Sounds to me like there's something up with the hanger (still and even though there's a new one on.)


----------



## cxwrench (Nov 9, 2004)

^ this ^ did you check the new hanger? just because it's 'new' doesn't mean it's properly aligned. with the proper tool. by someone that knows what they're doing. SRAM is dead easy to set up.


----------



## AJ88V (Nov 14, 2012)

Spent some tme with it today. Went back to square one. The cable was pretty mangled between the accident and me resetting it. Installed a new cable and things are much better. It's not the right cable, too big diameter so it has a little too much friction in the housing, but at least I know how to fix it.

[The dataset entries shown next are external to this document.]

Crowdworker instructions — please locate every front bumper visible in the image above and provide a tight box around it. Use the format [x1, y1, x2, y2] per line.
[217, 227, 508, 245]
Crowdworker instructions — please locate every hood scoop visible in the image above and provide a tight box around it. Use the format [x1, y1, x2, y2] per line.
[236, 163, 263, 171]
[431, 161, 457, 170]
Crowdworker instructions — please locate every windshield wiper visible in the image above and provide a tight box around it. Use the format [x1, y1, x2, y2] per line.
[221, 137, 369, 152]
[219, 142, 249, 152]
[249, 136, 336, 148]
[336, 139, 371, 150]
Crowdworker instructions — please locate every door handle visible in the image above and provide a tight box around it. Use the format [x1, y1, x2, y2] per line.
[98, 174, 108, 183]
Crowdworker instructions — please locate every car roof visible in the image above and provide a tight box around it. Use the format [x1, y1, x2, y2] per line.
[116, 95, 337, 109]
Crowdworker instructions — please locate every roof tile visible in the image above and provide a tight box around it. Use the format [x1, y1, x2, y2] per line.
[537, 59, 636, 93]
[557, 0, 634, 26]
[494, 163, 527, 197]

For the record, here's a pretty good thread about setting up SRAM:
RD adjustment.....do I have thyis right?
Between the OP's post and the comments by cxwrench and others, it's pretty thorough.

I also found some good guidance on the Park Tools website.

Thanks to all for your help!


----------



## cxwrench (Nov 9, 2004)

good job getting it figured out. a lot of times it's better to just start from the very beginning and make sure everything is the way it's supposed to be rather than thinking you know what's up and then getting deeper and deeper into it. :thumbsup:


----------